We see here the named entities with their specific types, given to us by `SpaCy`. As per the docs, the types from the output are described as followed:

|Type  |Description                           |
|:-----|--------------------------------------|
|`DATE`|Absolute or relative dates or periods.|
|`CARDINAL`|Numerals that do not fall under another type.|
|`GPE`| Countries, cities, states. |

> See the full list [here](https://spacy.io/api/annotation)

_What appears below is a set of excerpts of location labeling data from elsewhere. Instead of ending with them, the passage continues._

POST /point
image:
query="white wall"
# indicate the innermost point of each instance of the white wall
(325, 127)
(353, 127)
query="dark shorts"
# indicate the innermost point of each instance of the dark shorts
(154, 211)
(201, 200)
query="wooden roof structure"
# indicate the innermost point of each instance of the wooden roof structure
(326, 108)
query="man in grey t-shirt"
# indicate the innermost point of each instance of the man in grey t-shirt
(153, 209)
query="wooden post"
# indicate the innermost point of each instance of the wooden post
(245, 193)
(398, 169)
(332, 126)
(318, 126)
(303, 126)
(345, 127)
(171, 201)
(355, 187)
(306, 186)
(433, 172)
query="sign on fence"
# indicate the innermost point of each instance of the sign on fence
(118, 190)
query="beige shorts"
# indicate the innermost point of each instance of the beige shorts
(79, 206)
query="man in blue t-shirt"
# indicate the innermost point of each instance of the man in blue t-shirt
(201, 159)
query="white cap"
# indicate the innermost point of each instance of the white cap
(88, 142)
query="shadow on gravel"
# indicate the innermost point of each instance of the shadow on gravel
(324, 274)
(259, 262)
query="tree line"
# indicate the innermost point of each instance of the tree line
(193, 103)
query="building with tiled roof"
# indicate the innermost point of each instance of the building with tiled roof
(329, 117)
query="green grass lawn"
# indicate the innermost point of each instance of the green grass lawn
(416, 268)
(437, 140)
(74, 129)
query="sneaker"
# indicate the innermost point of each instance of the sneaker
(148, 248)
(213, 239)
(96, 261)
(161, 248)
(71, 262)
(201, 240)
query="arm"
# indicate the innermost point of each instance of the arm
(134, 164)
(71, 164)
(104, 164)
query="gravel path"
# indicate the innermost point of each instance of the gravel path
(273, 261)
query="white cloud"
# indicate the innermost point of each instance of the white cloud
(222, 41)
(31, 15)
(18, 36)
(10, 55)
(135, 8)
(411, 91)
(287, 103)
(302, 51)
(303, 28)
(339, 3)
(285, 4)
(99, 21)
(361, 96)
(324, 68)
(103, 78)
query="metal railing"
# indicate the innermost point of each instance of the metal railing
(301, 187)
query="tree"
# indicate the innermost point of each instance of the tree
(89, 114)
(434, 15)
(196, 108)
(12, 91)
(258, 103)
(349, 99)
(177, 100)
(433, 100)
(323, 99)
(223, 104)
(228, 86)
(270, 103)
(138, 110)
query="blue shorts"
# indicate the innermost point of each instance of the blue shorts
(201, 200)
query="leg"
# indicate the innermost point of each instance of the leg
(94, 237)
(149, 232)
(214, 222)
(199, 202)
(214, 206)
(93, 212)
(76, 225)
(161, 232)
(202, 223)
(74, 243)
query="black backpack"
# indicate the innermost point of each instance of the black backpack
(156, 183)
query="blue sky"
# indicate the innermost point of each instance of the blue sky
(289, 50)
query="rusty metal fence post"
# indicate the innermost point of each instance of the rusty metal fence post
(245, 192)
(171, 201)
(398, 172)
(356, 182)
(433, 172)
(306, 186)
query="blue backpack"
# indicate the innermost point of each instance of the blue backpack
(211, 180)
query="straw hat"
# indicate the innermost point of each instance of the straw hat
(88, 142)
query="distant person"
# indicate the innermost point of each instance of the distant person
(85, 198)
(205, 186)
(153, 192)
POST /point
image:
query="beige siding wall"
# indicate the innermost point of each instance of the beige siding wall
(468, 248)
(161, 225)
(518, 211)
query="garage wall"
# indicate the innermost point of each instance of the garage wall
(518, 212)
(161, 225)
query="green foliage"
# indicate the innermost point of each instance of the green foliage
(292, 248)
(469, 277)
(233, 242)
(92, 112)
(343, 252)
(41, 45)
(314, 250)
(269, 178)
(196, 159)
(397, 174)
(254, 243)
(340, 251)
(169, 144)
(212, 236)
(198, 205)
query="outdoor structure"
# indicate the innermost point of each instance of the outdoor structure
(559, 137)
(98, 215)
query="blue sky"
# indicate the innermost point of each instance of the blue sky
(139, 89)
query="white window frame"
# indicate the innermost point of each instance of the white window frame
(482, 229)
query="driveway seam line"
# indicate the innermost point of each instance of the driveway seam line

If we now choose to focus on *tokens* instead of entities, we can do the following:

In [11]:
pprint([(X, X.ent_iob_, X.ent_type_) for X in doc])

[(Since, 'O', ''),
 (reporting, 'O', ''),
 (began, 'O', ''),
 (in, 'O', ''),
 (1924, 'B', 'DATE'),
 (,, 'O', ''),
 (the, 'O', ''),
 (federal, 'O', ''),
 (government, 'O', ''),
 (reports, 'O', ''),
 (a, 'O', ''),
 (total, 'O', ''),
 (of, 'O', ''),
 (25, 'B', 'CARDINAL'),
 (people, 'O', ''),
 (in, 'O', ''),
 (six, 'B', 'CARDINAL'),
 (provinces, 'O', ''),
 (have, 'O', ''),
 (died, 'O', ''),
 (of, 'O', ''),
 (rabies, 'O', ''),
 (in, 'O', ''),
 (Canada, 'B', 'GPE'),
 (., 'O', '')]


We can see here that `IOB` tagging is provided, and types are provided only to named entities. As a better example if we pick a sentence where certain entities contain multiple words we can see the distinction between tokens and entities:

In [12]:
doc = nlp("Donald Trump is the president of the United States of America.")
print("ENTITIES:\n")

pprint([(X.text, X.label_) for X in doc.ents])

print("\nTOKENS:\n")

pprint([(X, X.ent_iob_, X.ent_type_) for X in doc])

ENTITIES:

[('Donald Trump', 'PERSON'), ('the United States of America', 'GPE')]

TOKENS:

[(Donald, 'B', 'PERSON'),
 (Trump, 'I', 'PERSON'),
 (is, 'O', ''),
 (the, 'O', ''),
 (president, 'O', ''),
 (of, 'O', ''),
 (the, 'B', 'GPE'),
 (United, 'I', 'GPE'),
 (States, 'I', 'GPE'),
 (of, 'I', 'GPE'),
 (America, 'I', 'GPE'),
 (., 'O', '')]


In conclusion, named entity recognition is really cool and we should definitely use it (with `SpaCy` over `nltk`) in some form in our final product. I hope you enjoyed reading this notebook!